I made this last night and it was so good and very easy. I can't wait to eat leftovers today.

2 tablespoons olive oil
2 pounds ground beef
1/2 large onion, diced
2 cloves garlic, minced
Salt to taste
Freshly ground black pepper to taste
1 generous teaspoon ground thyme
2 14-ounce cans whole tomatoes
1/4 cup freshly grated Parmesan cheese, plus more for sprinkling
1 1/2 to 2 pounds rigatoni


Heat olive oil in large skillet or pot over medium-low heat. Add onion and cook a couple of minutes, until starting to turn translucent. Add garlic and stir, cooking 1 minute, making sure not to brown the garlic.Add ground beef and cook until brown. Drain most of excess fat.Add salt, pepper, and ground thyme. Stir to combine.Dump in canned tomatoes with their juice. Stir, reduce heat to low, and cover pot. Cook for 30 minutes, stirring a couple of times.Uncover the pot and cook an additional 30 minutes.Cook rigatoni according to package directions—don’t overcook! Drain and place individual portions into bowls.Stir in 1/4 to 1/2 cup grated Parmesan into the sauce. Check and adjust seasonings. Ladle sauce over cooked pasta, sprinkle with more Parmesan, and serve.

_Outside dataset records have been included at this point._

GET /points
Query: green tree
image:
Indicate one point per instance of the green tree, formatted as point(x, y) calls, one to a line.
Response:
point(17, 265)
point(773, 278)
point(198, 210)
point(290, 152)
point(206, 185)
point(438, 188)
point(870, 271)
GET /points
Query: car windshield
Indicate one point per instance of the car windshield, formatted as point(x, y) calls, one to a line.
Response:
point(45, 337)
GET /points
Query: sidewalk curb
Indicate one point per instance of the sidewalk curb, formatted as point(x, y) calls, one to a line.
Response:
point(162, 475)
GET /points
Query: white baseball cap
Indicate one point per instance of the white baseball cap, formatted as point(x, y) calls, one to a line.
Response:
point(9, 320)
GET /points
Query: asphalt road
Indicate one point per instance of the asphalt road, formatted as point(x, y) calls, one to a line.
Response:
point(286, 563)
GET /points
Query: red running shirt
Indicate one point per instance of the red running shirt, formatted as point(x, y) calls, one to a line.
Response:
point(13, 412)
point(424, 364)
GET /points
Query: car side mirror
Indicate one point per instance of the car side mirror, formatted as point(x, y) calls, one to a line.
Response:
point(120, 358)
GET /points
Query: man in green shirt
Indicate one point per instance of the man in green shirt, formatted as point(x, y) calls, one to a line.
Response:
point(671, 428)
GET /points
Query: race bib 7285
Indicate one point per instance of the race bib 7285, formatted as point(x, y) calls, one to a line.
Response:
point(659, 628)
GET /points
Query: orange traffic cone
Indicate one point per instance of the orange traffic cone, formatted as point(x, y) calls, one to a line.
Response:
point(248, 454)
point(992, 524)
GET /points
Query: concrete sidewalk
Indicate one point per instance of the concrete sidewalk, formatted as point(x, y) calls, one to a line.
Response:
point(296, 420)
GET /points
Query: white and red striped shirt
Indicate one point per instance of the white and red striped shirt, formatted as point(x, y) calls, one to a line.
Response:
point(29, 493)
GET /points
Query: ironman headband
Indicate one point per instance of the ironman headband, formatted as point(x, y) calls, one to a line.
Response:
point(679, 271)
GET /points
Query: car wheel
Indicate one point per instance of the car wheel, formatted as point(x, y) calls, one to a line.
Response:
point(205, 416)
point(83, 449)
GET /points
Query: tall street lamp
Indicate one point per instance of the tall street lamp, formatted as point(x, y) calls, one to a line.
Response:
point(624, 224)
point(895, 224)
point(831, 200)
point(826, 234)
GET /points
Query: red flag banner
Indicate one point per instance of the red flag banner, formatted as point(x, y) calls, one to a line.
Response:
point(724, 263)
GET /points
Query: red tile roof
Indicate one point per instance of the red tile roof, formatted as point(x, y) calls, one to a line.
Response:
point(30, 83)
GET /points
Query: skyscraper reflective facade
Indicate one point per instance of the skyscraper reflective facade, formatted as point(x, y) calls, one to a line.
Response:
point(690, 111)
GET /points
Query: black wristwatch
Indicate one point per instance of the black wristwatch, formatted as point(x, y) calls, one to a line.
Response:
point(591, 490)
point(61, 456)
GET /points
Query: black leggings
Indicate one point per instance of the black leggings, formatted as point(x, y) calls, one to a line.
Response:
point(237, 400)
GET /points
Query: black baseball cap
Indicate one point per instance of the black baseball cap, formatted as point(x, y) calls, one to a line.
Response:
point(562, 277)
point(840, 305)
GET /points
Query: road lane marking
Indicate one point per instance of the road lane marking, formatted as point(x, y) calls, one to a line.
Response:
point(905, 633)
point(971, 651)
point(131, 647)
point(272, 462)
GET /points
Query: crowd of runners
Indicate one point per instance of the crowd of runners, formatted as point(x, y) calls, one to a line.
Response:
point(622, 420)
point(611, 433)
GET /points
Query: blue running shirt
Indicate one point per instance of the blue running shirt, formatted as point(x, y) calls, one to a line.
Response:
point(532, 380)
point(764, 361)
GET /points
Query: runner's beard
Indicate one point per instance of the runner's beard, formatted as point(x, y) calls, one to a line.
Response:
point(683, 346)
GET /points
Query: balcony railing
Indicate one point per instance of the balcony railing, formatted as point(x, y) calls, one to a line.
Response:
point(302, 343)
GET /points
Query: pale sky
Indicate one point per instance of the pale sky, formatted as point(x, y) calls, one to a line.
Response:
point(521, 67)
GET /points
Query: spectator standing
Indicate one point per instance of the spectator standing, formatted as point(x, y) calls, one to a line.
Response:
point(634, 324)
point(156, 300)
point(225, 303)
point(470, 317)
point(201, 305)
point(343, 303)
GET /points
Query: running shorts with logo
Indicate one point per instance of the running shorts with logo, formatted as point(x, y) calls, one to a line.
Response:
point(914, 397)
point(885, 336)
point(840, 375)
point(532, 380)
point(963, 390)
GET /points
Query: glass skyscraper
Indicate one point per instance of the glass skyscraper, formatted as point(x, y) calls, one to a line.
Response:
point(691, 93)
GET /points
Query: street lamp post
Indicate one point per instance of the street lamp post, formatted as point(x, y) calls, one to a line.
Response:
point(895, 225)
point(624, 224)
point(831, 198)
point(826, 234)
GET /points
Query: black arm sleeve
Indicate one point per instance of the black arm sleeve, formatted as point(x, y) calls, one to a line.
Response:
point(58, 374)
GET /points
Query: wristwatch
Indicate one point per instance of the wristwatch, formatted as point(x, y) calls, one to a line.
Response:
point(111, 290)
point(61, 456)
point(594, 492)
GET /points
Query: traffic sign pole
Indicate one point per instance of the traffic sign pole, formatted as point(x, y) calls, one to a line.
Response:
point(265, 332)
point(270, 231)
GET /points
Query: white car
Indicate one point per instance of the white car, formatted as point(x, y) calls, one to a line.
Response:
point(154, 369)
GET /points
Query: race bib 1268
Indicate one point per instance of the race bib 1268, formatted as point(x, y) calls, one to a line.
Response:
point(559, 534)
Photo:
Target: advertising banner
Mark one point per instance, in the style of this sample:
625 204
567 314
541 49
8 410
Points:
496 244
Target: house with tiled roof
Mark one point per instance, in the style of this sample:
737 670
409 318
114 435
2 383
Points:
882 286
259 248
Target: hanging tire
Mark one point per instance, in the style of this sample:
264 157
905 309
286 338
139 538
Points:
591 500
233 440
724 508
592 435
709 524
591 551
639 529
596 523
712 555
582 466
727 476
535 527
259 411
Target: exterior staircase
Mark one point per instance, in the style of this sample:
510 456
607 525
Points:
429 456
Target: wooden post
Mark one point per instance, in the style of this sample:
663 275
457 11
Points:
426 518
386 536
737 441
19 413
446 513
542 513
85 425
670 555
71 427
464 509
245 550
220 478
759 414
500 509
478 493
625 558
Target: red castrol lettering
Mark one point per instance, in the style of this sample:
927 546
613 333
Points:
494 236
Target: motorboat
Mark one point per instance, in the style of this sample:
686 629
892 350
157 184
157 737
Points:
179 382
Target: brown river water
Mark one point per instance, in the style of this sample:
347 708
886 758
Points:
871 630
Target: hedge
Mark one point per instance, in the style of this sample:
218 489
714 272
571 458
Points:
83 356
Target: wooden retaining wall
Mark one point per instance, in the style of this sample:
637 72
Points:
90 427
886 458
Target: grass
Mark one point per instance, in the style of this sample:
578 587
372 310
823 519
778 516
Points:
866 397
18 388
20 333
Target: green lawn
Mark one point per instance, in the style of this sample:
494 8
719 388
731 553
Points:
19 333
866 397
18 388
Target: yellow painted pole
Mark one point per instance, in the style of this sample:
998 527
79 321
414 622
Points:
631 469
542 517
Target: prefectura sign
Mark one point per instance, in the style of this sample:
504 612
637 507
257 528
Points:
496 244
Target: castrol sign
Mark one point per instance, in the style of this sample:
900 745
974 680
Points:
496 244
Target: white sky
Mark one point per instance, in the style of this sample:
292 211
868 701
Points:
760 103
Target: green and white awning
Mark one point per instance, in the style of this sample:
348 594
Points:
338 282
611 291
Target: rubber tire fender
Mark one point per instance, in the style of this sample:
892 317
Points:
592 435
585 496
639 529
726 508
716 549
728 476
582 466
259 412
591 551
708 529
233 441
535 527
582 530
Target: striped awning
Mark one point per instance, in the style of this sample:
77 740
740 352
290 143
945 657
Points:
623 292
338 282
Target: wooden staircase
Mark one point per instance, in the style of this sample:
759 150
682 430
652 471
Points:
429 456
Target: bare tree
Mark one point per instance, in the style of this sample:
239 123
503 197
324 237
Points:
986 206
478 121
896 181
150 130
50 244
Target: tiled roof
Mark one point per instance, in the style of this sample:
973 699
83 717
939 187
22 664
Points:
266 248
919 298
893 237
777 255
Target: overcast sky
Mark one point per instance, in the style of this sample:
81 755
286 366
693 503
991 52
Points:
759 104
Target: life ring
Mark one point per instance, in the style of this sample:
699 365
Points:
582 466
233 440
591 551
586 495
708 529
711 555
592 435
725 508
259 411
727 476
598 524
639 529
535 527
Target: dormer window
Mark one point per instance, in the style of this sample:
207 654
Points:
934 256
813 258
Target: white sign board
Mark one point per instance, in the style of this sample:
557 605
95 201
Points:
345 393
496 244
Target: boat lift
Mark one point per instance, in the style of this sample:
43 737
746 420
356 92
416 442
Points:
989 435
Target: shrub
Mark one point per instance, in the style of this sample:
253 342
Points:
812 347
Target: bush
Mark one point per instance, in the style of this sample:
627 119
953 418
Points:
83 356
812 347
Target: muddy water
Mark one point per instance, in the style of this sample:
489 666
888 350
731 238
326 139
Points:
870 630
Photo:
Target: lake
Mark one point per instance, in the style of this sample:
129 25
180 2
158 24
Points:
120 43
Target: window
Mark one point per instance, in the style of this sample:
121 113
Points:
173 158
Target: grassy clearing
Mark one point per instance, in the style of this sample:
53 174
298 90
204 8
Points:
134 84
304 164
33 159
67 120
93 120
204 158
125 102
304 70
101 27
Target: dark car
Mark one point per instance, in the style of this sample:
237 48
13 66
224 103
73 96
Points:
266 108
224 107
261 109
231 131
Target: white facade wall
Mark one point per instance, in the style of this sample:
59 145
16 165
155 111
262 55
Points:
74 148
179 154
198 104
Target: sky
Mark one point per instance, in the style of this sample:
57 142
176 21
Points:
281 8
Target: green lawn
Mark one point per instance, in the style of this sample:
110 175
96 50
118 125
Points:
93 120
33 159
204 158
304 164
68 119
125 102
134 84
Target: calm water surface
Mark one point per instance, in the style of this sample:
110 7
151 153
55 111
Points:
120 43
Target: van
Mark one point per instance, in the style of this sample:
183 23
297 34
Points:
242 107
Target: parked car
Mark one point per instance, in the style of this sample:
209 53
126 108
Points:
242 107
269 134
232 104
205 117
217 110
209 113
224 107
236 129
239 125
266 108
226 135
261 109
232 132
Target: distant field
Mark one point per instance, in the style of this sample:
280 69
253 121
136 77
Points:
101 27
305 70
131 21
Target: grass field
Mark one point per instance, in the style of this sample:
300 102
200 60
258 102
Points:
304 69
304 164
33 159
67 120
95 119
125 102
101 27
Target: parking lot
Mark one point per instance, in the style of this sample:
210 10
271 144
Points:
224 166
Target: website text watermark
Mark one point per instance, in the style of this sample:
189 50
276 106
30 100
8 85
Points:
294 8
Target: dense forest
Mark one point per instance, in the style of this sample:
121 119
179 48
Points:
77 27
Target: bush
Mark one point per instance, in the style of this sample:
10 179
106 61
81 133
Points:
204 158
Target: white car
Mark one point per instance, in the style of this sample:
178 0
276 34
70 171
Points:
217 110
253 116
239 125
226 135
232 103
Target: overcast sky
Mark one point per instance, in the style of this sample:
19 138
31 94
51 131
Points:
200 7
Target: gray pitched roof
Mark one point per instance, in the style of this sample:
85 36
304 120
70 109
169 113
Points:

Wednesday, February 25, 2009

{Taco Bowls}



INGREDIENTS
1 1/2 lb lean ground beef
1 (15-oz.) can spicy chili beans, undrained
1 package taco seasoning mix
1/2 cup water
1 can refrigerated buttermilk biscuits
1 cup shredded Cheddar cheese
1/2 cup shredded lettuce, if desired
1/2 cup chopped tomato, if desired
1/2 cup sour cream, if desired
1/2 cup Salsa, if desired


DIRECTIONS
1. Heat oven to 375°F. Brown ground beef in large skillet over medium-high heat until thoroughly cooked, stirring frequently. Drain.
2. Add chili beans, taco seasoning mix and water; mix well. Reduce heat to medium; simmer 10 minutes or until ground beef mixture is slightly thickened, stirring occasionally.
3. Meanwhile, spray outside bottom and sides of 8 (6-oz.) custard cups lightly with nonstick cooking spray. Separate dough into 8 biscuits. Roll or pat each biscuit to form 4 1/2-inch round. Place rounds over outside of sprayed cups; press to fit over bottom and part way down sides of cups. Place cups, upside down, in ungreased 15x10x1-inch baking pan.
4. Bake at 375°F. for 14 to 16 minutes or until deep golden brown. Remove pan from oven. Carefully remove biscuit cups from custard cups. Place biscuit cups, right side up, in same baking pan. Spoon beef mixture evenly into each cup.
5. Top with cheese, lettuce, tomato, sour cream and salsa.